O poder das tentações é noturno porque os refúgios do mundo, servindo ao ciúme, agem sobre os homens para os fazer regredir. Então, os velhos desejos que se acreditavam mortos despertam, pois eles encontram um alimento nas larvas ambiente, nas formas pensamentos ávidas de se objetivarem na aura do homem, nos elementos semelhantes a eles, aos quais a matéria noturna empresta sua vida.
O cone de sombra da terra é de pequena extensão em relação a imensidade sideral, mas é imenso em relação ao planeta. Ele é, nós o repetimos, o lugar de destruição, de desagregação, das almas que são condenadas ao retorno ao nada, pela recusa de se esforçarem , esforço salvador, da luta contra as forças que tentam afundá-las consigo. A influência psíquica desse lugar de morte age sobre os vivos pela angústia, o desgosto, a dúvida, e depois pelo desespero. Pois existem desesperos noturnos que não tem outro remédio que a vinda da luz da Manhã.
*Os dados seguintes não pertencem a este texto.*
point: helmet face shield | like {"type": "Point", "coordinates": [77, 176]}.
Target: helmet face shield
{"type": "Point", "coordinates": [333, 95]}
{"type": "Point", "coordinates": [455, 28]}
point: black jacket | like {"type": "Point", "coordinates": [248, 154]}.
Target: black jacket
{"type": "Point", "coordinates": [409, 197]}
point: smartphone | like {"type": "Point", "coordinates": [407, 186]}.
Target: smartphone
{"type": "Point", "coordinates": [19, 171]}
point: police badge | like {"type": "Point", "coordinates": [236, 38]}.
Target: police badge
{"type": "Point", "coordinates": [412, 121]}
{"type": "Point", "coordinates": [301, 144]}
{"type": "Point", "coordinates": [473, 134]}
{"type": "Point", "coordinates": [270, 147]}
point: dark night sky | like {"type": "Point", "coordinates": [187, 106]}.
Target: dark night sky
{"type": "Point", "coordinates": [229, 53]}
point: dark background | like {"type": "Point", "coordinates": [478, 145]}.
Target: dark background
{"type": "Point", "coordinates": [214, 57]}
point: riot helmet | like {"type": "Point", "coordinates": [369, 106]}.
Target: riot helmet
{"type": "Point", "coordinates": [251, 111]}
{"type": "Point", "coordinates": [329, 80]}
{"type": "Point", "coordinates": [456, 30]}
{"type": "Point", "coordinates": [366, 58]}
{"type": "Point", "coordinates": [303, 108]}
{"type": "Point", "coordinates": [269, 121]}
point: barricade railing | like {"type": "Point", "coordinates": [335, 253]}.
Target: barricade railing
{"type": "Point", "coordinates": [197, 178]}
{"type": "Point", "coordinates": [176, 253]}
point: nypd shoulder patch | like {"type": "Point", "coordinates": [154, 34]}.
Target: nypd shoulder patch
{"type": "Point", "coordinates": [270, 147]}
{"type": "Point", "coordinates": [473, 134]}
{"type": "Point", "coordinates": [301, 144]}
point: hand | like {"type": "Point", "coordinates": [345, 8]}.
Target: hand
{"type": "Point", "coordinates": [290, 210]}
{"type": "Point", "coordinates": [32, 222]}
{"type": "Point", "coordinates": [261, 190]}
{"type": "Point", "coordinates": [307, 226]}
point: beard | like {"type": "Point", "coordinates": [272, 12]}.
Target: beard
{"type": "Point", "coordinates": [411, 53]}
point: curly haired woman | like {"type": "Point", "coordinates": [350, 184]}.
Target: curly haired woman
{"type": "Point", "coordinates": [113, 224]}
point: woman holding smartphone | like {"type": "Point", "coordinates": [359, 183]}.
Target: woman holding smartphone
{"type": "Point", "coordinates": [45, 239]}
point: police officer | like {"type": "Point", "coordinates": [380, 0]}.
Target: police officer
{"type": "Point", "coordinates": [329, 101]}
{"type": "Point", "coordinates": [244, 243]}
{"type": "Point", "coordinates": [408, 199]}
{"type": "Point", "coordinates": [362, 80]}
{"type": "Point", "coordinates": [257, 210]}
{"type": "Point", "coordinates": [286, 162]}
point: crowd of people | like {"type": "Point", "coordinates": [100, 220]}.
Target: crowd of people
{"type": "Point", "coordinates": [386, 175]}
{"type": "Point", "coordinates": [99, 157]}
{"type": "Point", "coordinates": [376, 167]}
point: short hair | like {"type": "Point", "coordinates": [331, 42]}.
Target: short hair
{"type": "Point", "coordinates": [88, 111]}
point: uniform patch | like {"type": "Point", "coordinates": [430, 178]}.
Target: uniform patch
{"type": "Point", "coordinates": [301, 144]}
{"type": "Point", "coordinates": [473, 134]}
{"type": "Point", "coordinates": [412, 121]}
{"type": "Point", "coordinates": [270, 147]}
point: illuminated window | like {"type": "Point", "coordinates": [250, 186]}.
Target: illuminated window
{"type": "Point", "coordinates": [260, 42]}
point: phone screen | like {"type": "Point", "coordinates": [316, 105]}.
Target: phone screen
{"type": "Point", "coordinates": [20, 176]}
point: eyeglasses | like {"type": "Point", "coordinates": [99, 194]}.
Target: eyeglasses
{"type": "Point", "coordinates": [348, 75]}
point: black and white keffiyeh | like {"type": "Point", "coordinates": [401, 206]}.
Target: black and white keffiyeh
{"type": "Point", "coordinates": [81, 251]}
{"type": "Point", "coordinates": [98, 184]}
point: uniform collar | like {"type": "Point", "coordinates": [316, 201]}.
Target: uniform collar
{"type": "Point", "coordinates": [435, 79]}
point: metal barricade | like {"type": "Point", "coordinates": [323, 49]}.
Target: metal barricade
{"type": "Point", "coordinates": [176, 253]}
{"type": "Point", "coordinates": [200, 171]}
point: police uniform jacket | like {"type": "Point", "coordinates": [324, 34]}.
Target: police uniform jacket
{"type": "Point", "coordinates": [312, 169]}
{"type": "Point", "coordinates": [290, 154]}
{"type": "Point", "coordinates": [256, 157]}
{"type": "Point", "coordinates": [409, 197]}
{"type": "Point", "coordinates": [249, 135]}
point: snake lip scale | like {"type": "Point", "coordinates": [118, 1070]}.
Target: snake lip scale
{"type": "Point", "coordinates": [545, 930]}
Com a sombra da noite reina pois Satã, ou Azrael, deus da Morte. É por seu poder que o sopro dos agonizantes é mais frágil nessas horas, e que eles cessam de respirar mais continuamente do que nas partes diurnas do dia. Inconscientemente o povo leviano denominou meia-noite "a hora dos Crimes...".
São essas horas que sempre foram escolhidas pelos sacerdotes do Reino Tumultuoso, os seguidores do Baixíssimo, para perpetuarem os ritos de loucura, de crime ou de estupro.
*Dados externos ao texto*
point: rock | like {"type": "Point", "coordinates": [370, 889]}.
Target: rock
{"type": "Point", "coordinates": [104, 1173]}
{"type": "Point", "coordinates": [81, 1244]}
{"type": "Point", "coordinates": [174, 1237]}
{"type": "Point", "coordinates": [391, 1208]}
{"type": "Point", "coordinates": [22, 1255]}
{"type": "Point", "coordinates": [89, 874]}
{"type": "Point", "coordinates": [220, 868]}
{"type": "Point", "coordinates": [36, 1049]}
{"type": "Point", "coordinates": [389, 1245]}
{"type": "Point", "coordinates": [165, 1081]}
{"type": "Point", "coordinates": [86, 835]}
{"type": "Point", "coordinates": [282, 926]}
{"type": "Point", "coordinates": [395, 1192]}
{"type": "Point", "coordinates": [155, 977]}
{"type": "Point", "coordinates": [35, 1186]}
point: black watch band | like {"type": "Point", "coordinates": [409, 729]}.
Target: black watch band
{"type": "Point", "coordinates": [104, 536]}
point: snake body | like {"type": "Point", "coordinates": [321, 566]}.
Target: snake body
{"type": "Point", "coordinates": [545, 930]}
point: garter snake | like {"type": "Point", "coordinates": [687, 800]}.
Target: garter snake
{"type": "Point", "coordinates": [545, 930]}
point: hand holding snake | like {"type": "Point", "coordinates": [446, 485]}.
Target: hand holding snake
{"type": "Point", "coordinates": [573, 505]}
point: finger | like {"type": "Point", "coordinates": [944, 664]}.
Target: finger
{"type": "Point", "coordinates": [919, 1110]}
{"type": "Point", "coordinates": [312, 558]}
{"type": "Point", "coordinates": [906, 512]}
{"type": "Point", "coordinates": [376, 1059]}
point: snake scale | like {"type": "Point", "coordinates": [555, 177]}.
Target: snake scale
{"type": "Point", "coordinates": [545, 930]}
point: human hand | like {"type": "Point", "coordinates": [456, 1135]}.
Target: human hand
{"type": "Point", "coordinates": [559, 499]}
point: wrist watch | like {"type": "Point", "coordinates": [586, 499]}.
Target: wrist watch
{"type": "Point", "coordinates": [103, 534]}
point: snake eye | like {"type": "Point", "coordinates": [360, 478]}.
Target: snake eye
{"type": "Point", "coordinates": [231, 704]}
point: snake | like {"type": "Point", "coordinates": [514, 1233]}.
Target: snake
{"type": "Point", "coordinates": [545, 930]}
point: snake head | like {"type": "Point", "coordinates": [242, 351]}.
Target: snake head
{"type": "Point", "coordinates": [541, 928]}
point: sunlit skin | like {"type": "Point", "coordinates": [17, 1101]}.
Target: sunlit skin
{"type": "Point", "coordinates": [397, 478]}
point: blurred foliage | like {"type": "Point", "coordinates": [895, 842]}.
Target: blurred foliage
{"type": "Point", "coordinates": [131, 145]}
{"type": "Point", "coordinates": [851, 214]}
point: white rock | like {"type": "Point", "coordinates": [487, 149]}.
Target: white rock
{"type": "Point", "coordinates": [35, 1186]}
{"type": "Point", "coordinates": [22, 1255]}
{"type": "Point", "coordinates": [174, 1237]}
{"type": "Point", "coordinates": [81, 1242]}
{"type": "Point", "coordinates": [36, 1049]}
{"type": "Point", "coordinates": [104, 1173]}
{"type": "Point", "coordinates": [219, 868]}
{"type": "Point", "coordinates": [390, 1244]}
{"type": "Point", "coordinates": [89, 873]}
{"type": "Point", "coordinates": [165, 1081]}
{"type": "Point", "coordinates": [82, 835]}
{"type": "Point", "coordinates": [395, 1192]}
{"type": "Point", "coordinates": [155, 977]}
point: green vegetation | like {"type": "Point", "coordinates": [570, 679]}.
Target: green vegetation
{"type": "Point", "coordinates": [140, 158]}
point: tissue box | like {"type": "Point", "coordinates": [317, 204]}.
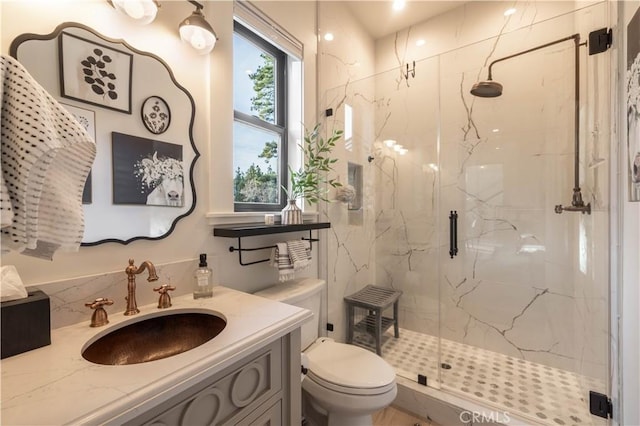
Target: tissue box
{"type": "Point", "coordinates": [26, 324]}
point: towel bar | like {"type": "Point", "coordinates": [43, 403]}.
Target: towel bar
{"type": "Point", "coordinates": [239, 249]}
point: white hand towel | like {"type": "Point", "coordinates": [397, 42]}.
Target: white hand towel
{"type": "Point", "coordinates": [47, 156]}
{"type": "Point", "coordinates": [280, 260]}
{"type": "Point", "coordinates": [299, 253]}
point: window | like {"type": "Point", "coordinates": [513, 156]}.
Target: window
{"type": "Point", "coordinates": [260, 128]}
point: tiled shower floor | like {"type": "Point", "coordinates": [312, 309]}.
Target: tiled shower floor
{"type": "Point", "coordinates": [534, 391]}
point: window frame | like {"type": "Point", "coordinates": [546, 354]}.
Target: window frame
{"type": "Point", "coordinates": [281, 120]}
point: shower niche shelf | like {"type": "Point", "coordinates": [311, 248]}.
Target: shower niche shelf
{"type": "Point", "coordinates": [243, 230]}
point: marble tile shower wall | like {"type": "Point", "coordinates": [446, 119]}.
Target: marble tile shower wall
{"type": "Point", "coordinates": [351, 248]}
{"type": "Point", "coordinates": [528, 282]}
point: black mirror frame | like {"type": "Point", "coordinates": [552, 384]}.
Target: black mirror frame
{"type": "Point", "coordinates": [13, 51]}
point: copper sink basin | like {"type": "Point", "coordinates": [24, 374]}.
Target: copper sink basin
{"type": "Point", "coordinates": [154, 338]}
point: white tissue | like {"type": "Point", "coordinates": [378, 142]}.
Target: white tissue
{"type": "Point", "coordinates": [11, 287]}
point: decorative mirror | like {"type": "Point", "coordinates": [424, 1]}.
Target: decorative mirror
{"type": "Point", "coordinates": [141, 183]}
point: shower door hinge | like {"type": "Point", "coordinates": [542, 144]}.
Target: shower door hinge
{"type": "Point", "coordinates": [600, 40]}
{"type": "Point", "coordinates": [600, 405]}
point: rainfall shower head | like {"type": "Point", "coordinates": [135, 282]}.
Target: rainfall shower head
{"type": "Point", "coordinates": [487, 89]}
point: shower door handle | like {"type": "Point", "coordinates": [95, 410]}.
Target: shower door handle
{"type": "Point", "coordinates": [453, 233]}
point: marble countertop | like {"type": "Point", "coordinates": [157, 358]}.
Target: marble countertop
{"type": "Point", "coordinates": [55, 385]}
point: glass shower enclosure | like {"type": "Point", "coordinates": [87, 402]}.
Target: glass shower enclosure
{"type": "Point", "coordinates": [517, 317]}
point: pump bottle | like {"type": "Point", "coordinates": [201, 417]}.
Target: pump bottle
{"type": "Point", "coordinates": [203, 286]}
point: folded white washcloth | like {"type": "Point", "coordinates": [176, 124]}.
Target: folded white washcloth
{"type": "Point", "coordinates": [280, 259]}
{"type": "Point", "coordinates": [299, 253]}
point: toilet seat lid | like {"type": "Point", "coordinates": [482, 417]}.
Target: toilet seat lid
{"type": "Point", "coordinates": [349, 366]}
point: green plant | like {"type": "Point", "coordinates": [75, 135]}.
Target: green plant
{"type": "Point", "coordinates": [309, 182]}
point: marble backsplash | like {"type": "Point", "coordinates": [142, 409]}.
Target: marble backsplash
{"type": "Point", "coordinates": [67, 297]}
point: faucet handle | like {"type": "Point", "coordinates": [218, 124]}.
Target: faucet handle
{"type": "Point", "coordinates": [99, 317]}
{"type": "Point", "coordinates": [165, 300]}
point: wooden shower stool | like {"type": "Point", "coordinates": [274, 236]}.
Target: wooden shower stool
{"type": "Point", "coordinates": [375, 300]}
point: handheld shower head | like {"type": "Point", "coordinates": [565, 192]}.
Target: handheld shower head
{"type": "Point", "coordinates": [487, 89]}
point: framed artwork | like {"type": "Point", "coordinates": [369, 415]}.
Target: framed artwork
{"type": "Point", "coordinates": [87, 119]}
{"type": "Point", "coordinates": [633, 105]}
{"type": "Point", "coordinates": [156, 115]}
{"type": "Point", "coordinates": [94, 73]}
{"type": "Point", "coordinates": [147, 171]}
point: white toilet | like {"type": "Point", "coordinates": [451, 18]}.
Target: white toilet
{"type": "Point", "coordinates": [344, 384]}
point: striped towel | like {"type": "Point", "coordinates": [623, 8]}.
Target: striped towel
{"type": "Point", "coordinates": [290, 257]}
{"type": "Point", "coordinates": [46, 157]}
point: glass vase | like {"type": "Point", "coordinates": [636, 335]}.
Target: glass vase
{"type": "Point", "coordinates": [291, 214]}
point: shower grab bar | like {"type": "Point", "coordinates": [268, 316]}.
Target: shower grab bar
{"type": "Point", "coordinates": [453, 233]}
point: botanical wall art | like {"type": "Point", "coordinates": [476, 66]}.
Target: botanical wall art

Mas Satã, ele mesmo não é mais do que uma imagem, um nome, jogado como um ouro falso sobre o vazio, sobre o nada...
O cone de sombra é um abismo, defini-lo ou personificá-lo, ainda é atenuar o horror de seu domínio.

A própria Lua, satélite da Terra, joga um papel equívoco a esse respeito. Se, quando de sua oposição ao Sol, ela serve de refletor a luz solar, se então ela é o único elemento suscetível de projetar uma claridade nas trevas do cone, ela mesmo serve em outras fazes de escudo interceptor a esse mesmo brilho solar.
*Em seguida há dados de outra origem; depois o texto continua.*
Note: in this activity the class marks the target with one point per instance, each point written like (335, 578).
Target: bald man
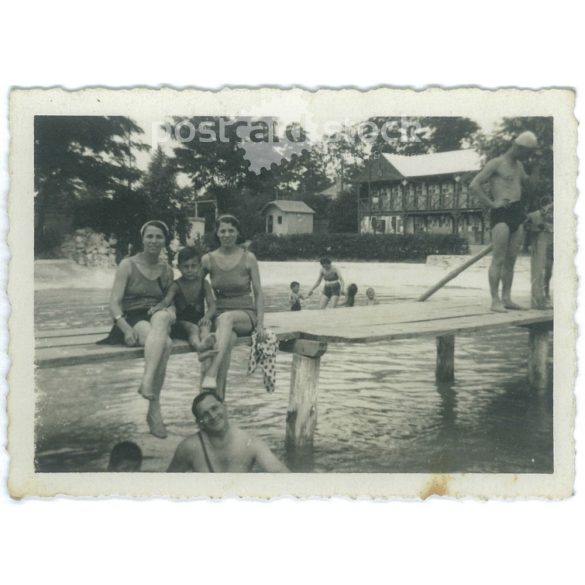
(504, 176)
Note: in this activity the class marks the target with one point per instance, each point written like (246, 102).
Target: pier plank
(387, 322)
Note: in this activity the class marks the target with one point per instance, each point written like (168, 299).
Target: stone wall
(89, 248)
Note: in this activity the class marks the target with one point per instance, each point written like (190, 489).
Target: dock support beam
(538, 357)
(301, 416)
(445, 370)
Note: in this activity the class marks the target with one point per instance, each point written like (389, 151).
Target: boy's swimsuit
(233, 288)
(190, 312)
(512, 215)
(140, 295)
(295, 302)
(332, 286)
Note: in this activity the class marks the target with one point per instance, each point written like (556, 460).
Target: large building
(422, 193)
(288, 217)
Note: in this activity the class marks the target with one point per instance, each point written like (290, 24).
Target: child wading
(333, 284)
(295, 297)
(190, 293)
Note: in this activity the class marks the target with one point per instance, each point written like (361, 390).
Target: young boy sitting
(190, 293)
(295, 297)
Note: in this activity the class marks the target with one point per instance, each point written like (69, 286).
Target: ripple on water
(379, 408)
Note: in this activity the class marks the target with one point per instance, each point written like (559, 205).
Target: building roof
(333, 190)
(389, 167)
(288, 206)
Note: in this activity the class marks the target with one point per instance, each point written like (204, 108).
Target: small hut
(288, 217)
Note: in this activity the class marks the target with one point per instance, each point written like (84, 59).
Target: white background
(76, 44)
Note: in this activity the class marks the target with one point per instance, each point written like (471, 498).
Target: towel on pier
(263, 353)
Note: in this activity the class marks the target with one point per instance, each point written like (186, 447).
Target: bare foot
(156, 425)
(145, 390)
(209, 383)
(498, 307)
(203, 355)
(513, 306)
(208, 343)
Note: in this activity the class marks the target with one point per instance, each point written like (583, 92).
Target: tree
(343, 214)
(81, 157)
(164, 199)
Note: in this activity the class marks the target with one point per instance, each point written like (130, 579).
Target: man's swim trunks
(332, 289)
(512, 215)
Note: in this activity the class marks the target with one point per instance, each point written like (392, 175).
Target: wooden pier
(307, 333)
É assim que a neomenia, ou conjunção do Sol e da Lua [lua nova] é uma data mensal reservada as operações de magia baixa. Em efeito, nesse instante, a Lua intercepta o brilho solar. Pois bem, o estudo da Astrologia demonstra o papel funesto jogado por esse aspecto astral no destino humano, quanto aos acontecimentos e quanto as alterações morais sofridas pela psiquê.
Isto explica-se pelo fato que as benéficas influências solares não chegam mais diretamente ao nosso globo. É o mesmo para todos os astros com os quais a Lua parece [no Céu astrológico], estar em conjunção ou aplicar a essa conjunção. As qualidades físicas e morais dadas pelos simbolismo planetário a cada um dos planetas serão viciadas pela interposição do satélite, entre o astro e a terra [dizemos viciadas, quer dizer materializadas, e não afáveis...].
Sobre a Lua, os videntes tem as vezes intuições curiosas, de acordo com a observação astrológica e com a filosofia esotérica.
Catarina Emmerich, a célebre vidente, descreve assim a Lua:
"A Lua é fria e pedregosa, cheia de altas montanhas e gargantas profundas. Ela exerce ciclicamente uma atração e uma pressão sobre a Terra. Então parece que os homens se tornam melancólicos. Vejo nela muitos seres, cuja figura parece vagamente com a humana, e que se refugiam sempre em sombras, diante da luz, no fundo das gargantas e das cavernas, como se fugissem delas mesmas. Se diria que a consciência as atormenta. Vejo isso com mais freqüência para o centro da Lua. Aí não vejo mais o culto rendido a Deus" [1].


[1] - Vida de Catarina Emmerich. III, Pgs. 15 a 18.